Hospitais sem medicamentos, pacientes em estado grave espalhados pelos corredores, salas de aula sem portas e escolas abarrotadas, chefes de família sem trabalho essas algumas das feridas sociais da Argentina, que parece esvair-se sob o peso de uma crise histórica. ''Temos enfermos em corredores, espalhados pelo chão. Os que precisam de aparelhos de respiração artificial são colocados na saleta dos enfermeiros, enquanto parturientes esperam em fila por uma cama''.
Esse testemunho, que parece próprio de um país em guerra, é de Silvia Lasarte, médica do Hospital Municipal de Pilar, cidade da província de Buenos Aires, a 50 quilômetros da capital. A região é a mais povoada do país. Nestes dias de crise financeira, tem sido cenário de uma nova experiência econômica o pagamento aos funcionários públicos com bônus. Para completar o quadro desolador, Lasarte comenta que o hospital não dispõe de vacina antitetânica há mais de um ano, e que a tuberculose aumentou de forma impressionante na região. Ela viaja a cada domingo até Pilar para um plantão de 24 horas, cujo pagamento não ultrapassa os US$ 120, mais um adicional de US$ 100, que não receberá se faltar uma única vez.

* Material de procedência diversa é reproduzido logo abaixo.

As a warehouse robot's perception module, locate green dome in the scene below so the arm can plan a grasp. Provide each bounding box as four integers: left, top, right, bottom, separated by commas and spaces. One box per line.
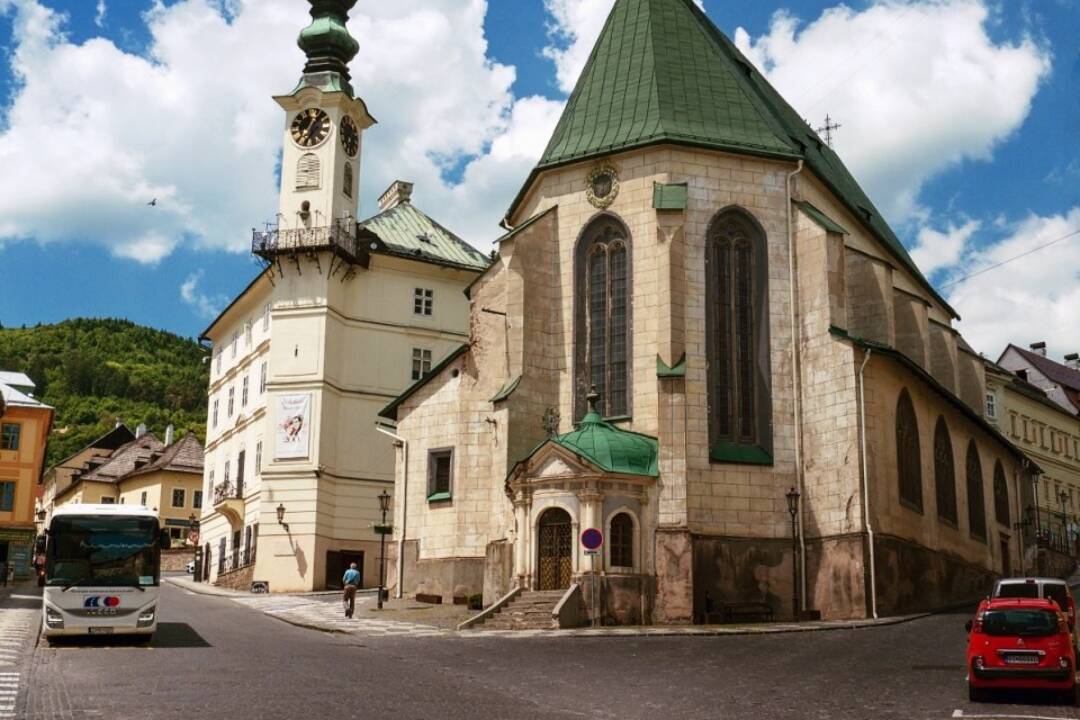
552, 410, 660, 477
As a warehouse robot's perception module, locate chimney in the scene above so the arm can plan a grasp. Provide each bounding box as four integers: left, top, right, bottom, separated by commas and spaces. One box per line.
379, 180, 413, 213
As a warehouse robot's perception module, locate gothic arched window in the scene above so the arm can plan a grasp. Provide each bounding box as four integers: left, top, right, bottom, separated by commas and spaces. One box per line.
964, 440, 986, 541
610, 513, 634, 568
575, 216, 632, 418
705, 209, 772, 463
896, 388, 922, 513
934, 416, 959, 525
994, 460, 1010, 528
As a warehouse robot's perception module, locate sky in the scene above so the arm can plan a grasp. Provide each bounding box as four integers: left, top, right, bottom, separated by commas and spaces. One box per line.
0, 0, 1080, 358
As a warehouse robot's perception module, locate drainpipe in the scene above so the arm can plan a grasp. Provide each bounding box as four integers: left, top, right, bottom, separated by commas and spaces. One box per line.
784, 160, 807, 610
375, 421, 408, 599
859, 348, 877, 620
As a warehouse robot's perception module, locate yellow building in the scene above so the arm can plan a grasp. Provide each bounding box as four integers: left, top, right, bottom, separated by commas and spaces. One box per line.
55, 427, 203, 543
986, 363, 1080, 555
0, 371, 53, 578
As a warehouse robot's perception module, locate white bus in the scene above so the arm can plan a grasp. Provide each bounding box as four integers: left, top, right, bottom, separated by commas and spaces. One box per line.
41, 504, 168, 641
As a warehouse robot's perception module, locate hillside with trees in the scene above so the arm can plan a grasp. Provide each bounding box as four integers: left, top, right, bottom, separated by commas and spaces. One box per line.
0, 318, 210, 465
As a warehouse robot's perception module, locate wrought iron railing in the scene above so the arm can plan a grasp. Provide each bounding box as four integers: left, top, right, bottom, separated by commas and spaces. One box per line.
252, 218, 360, 264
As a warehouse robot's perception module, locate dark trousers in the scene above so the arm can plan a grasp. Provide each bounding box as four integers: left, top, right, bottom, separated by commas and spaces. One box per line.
341, 585, 356, 617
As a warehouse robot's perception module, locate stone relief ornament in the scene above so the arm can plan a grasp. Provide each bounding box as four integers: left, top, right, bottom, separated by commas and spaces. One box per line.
585, 164, 619, 209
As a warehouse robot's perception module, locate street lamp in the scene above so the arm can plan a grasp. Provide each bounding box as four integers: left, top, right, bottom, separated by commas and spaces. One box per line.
378, 490, 390, 610
785, 488, 799, 622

Nas proximidades de Pilar, em cujo hospital são atendidos centenas de pobres, desempregados e imigrantes ilegais, são muitos os condomínios de luxo e clubes de campo, onde moram os privilegiados, de renda alta, amparados por planos de assistência médica privada. ''Quando algum deles, por acaso, vem parar aqui, pede pelo amor de Deus para que não lhe apliquemos sequer um soro'', conta Lasarte. ''Aqui, espalham-se pelos corredores, em macas, pacientes com patologias graves e acidentados que precisam de amputações. E essas são cenas que os assustam''.
Os problemas médicos se mesclam com outros tipos de necessidade. Lasarte conta o caso de uma equipe que foi atender ao chamado de uma família e se deparou com várias crianças famélicas à porta. Têm sorte os que podem contar com amostras grátis trazidas pelos próprios médicos.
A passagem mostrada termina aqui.